Have you done IC? Does she still try to contact you?


----------



## Lon (Jun 6, 2011)

Truthseeker1 said:


> I think this happens more than is discussed. How can you find a person attractive who violated you in such a vile manner? I know some people can obviously but many cna not and it makes sense.


Yep, even if she looked like Jessica Alba I still don't think I'd have touched her with a ten foot pole.

disclaimer: Maybe.


----------



## Truthseeker1 (Jul 17, 2013)

Lon said:


> Yep, even if she looked like Jessica Alba I still don't think I'd have touched her with a ten foot pole.
> 
> disclaimer: Maybe.


LOL That's a tough one even for me...


----------



## Retribution (Apr 30, 2012)

Truthseeker1 said:


> Have you done IC? Does she still try to contact you?


No. We did counseling together the first year after D-Day. I don't feel like it touched on the issues that were important, and rarely the therapist would turn on me, placing responsibility for the A on me. I thought it was bad enough I got to eat the sh!t sandwich that was my own emotions, then on top of it I got to deal with guilt for making her vulnerable to her own choices.

Yes. We still have contact. We have children. I love my children, but it's funny that even in D I can't fully leave her behind.


----------



## Truthseeker1 (Jul 17, 2013)

Retribution said:


> No. We did counseling together the first year after D-Day. I don't feel like it touched on the issues that were important, and rarely the therapist would turn on me, placing responsibility for the A on me. I thought it was bad enough I got to eat the sh!t sandwich that was my own emotions, then on top of it I got to deal with guilt for making her vulnerable to her own choices.
> 
> Yes. We still have contact. We have children. I love my children, but it's funny that even in D I can't fully leave her behind.


Did your ex blame you for the affair? You should have tried another therapist. That therapist was awful.

Does she date? Why did she cheat? Do you think you can R down the line?


----------



## Retribution (Apr 30, 2012)

Lon said:


> Yep, even if she looked like Jessica Alba I still don't think I'd have touched her with a ten foot pole.
> 
> disclaimer: Maybe.


I will say that my xWW is a looker to most.
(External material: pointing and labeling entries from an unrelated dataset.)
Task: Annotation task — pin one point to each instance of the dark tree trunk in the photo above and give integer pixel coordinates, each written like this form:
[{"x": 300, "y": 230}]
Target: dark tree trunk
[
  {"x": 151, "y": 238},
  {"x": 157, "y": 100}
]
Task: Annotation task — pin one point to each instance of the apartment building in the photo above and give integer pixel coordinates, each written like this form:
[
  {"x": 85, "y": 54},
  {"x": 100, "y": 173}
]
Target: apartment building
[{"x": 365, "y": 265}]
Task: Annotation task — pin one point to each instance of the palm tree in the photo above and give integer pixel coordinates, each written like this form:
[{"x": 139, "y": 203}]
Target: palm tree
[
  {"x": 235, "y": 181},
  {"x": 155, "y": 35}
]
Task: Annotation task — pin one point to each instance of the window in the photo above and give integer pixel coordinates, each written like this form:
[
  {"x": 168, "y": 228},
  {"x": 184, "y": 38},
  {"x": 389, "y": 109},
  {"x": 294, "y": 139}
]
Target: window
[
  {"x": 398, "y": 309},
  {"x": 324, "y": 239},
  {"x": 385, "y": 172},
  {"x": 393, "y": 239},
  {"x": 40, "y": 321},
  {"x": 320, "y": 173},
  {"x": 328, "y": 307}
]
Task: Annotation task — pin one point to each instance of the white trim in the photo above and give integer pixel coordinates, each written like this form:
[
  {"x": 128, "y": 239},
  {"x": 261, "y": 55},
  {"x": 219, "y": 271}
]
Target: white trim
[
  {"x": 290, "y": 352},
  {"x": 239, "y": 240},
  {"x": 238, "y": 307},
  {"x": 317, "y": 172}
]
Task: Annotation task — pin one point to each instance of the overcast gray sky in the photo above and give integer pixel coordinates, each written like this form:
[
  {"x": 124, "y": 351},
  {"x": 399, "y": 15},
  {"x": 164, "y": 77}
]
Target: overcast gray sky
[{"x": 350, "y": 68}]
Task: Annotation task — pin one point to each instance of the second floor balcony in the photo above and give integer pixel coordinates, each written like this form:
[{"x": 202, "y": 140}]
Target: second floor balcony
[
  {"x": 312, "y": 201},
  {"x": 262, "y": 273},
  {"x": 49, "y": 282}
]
Her beauty is certainly one thing that attracted me to her when we started dating. Knowing she's hot, has shared herself with at least one other man, and will likely share again; that just makes me want to never see her again. Note: I'm not condemning all women who have had sex with somebody else. Just the ones who did that while married to me. I'd rather not subject myself to more pain.

Then there's Jessica. If only she weren't married...and I had a chance. :grin2:


----------



## Retribution (Apr 30, 2012)

Truthseeker1 said:


> Did your ex blame you for the affair? You should have tried another therapist. That therapist was awful.
> 
> Does she date? Why did she cheat? Do you think you can R down the line?


If she ever personally blamed me, I never heard her say it. She's been oddly accepting of everything she was responsible for.

I don't ask if she dates, and I don't really want to know at this point. The more I separate from her in all aspects just serves to relieve the hell I lived with while married.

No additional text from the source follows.